Crypto exchange dashboard with a central vault, Solana tokens, red alert glow, and funds moved to cold storage.

Upbit disclosed a 5.9 billion-won hit to corporate funds after a Solana-based hot-wallet exploit on November 27, 2025, while confirming full reimbursement of affected customers. The exchange reconciled the total theft at 44.5 billion won and covered 38.6 billion won from its own reserves, immediately suspending services and moving remaining assets to cold storage.

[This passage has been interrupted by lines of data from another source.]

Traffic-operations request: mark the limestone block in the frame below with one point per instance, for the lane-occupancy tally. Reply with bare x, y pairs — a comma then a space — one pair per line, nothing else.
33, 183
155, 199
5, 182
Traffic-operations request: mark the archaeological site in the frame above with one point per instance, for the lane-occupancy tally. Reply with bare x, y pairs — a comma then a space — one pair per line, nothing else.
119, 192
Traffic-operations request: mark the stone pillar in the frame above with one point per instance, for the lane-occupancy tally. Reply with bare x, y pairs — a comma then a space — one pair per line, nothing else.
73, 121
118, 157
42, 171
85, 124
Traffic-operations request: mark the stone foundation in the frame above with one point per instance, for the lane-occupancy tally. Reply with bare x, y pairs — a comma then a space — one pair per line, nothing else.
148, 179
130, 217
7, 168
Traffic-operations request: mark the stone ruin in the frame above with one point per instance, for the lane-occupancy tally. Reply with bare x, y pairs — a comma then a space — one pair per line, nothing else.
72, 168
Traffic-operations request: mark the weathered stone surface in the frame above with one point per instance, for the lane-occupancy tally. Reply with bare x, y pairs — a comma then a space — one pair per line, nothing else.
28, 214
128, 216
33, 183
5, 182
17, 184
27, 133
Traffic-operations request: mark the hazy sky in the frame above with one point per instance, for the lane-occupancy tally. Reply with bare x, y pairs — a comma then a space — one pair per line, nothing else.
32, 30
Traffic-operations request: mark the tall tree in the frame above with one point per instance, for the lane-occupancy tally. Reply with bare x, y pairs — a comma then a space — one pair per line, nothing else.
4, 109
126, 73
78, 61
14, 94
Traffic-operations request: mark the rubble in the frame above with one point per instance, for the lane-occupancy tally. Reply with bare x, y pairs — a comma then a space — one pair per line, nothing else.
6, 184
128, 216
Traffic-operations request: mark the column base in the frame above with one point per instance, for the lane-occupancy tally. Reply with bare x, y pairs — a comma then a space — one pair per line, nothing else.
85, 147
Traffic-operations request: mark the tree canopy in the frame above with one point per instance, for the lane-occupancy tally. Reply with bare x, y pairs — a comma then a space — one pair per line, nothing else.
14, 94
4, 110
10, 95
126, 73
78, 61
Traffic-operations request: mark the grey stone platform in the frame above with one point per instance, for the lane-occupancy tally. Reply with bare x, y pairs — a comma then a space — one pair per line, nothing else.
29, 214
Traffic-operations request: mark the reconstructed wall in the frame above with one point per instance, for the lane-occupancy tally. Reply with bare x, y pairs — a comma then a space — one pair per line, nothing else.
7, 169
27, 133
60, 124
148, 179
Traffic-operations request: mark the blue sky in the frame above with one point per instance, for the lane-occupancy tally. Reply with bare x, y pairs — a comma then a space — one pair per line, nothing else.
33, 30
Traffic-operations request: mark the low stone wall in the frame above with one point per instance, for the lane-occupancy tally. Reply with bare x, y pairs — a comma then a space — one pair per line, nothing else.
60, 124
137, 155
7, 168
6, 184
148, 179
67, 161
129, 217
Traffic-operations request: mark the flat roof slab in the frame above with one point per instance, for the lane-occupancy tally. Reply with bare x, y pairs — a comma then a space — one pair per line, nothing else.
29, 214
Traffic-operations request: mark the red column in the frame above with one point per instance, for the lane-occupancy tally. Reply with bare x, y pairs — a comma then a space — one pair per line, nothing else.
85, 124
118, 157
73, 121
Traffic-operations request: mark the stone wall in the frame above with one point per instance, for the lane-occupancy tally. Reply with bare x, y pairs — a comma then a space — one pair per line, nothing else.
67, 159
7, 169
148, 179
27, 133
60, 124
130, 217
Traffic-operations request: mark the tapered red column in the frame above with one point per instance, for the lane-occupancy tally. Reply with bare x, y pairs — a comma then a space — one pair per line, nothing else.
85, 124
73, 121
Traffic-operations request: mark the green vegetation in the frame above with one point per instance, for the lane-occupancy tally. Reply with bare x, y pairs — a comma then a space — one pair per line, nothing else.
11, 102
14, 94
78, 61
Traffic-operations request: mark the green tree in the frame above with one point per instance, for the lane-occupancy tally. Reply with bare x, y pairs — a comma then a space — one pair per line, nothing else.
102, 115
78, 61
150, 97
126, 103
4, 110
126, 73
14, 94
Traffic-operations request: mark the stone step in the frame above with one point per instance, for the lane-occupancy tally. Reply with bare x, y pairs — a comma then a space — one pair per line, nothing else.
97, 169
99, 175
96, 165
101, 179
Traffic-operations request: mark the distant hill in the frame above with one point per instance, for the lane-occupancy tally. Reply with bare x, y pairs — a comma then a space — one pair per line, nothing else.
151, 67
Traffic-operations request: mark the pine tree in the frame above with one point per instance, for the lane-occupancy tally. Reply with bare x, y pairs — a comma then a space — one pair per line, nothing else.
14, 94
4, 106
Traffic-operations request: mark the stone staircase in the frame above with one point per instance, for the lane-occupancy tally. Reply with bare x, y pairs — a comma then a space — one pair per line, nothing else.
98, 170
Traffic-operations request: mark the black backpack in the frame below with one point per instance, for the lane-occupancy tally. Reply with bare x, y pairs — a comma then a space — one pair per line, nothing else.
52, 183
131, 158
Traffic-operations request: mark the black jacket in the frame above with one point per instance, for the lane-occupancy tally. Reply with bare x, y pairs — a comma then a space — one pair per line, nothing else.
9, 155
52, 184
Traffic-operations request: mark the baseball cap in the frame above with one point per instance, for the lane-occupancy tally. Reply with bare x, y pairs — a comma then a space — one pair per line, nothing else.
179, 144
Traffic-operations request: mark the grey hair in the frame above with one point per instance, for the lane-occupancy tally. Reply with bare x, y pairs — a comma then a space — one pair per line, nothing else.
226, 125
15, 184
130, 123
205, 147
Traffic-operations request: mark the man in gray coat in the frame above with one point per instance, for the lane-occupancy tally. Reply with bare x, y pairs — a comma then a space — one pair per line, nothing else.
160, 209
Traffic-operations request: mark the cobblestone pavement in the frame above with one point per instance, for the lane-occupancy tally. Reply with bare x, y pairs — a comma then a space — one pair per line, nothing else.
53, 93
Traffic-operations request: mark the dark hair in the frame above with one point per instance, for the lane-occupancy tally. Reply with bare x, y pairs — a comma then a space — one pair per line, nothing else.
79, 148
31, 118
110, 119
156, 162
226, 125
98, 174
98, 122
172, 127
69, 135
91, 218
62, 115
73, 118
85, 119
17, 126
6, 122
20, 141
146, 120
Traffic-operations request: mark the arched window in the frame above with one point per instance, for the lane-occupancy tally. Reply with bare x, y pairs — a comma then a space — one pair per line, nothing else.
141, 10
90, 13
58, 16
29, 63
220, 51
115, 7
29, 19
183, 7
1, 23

Forensic work narrowed initial estimates — which ranged up to 54 billion won — to a final loss of 44.5 billion won, concentrated in tokens on the Solana ecosystem. The stolen basket included TRUMP, BONK, JUP, SOL, USDC and LAYER, among others. Upbit halted deposits and withdrawals, transferred surviving holdings to cold storage and launched an internal security review to prevent further outflows.

A hot wallet is an online wallet connected to the internet used for active trading and withdrawals. By absorbing 38.6 billion won to reimburse members, Upbit shielded customer funds and recorded a 5.9 billion-won impact to its corporate balance sheet; blockchain tracing also enabled the freezing of an additional 2.3 billion won, which will mitigate the net exposure. South Korean authorities have opened an investigation into the incident with attribution efforts pointing toward a state-grade actor.

Upbit breach: losses, assets affected and reimbursement

The breach coincided with high-stakes corporate activity at Upbit’s parent, Dunamu, which was finalizing a merger with Naver’s fintech arm intended to create a roughly $13.8 billion fintech group and pursue a Nasdaq listing. The timing intensified scrutiny as the company navigates enforcement actions from regulators: the Financial Intelligence Unit earlier imposed a 35.2 billion-won fine and a three-month suspension on new user deposits and withdrawals for AML and KYC shortcomings, measures Upbit is reportedly considering appealing.

Authorities have signalled similar enforcement could extend to other domestic exchanges, including Bithumb, Coinone, Korbit and Gopax, reinforcing Seoul’s broader push for stricter compliance in the crypto sector. The incident also echoes a prior Upbit breach on the same calendar date in November 2019, when 342,000 ETH were illicitly transferred; that earlier theft remains part of the firm’s security legacy and lingering public concern.

Implications for investors and compliance teams are pragmatic: the direct balance-sheet cost shows an exchange-level willingness to prioritize customer restitution, while ongoing regulatory and forensic actions illustrate heightened oversight and the operational costs of non-compliance.

Upbit’s full customer reimbursement and admission of a 5.9 billion-won corporate loss close the immediate customer-impact chapter, but the episode sharpens focus on security protocols, regulatory compliance and the outcome of ongoing investigations.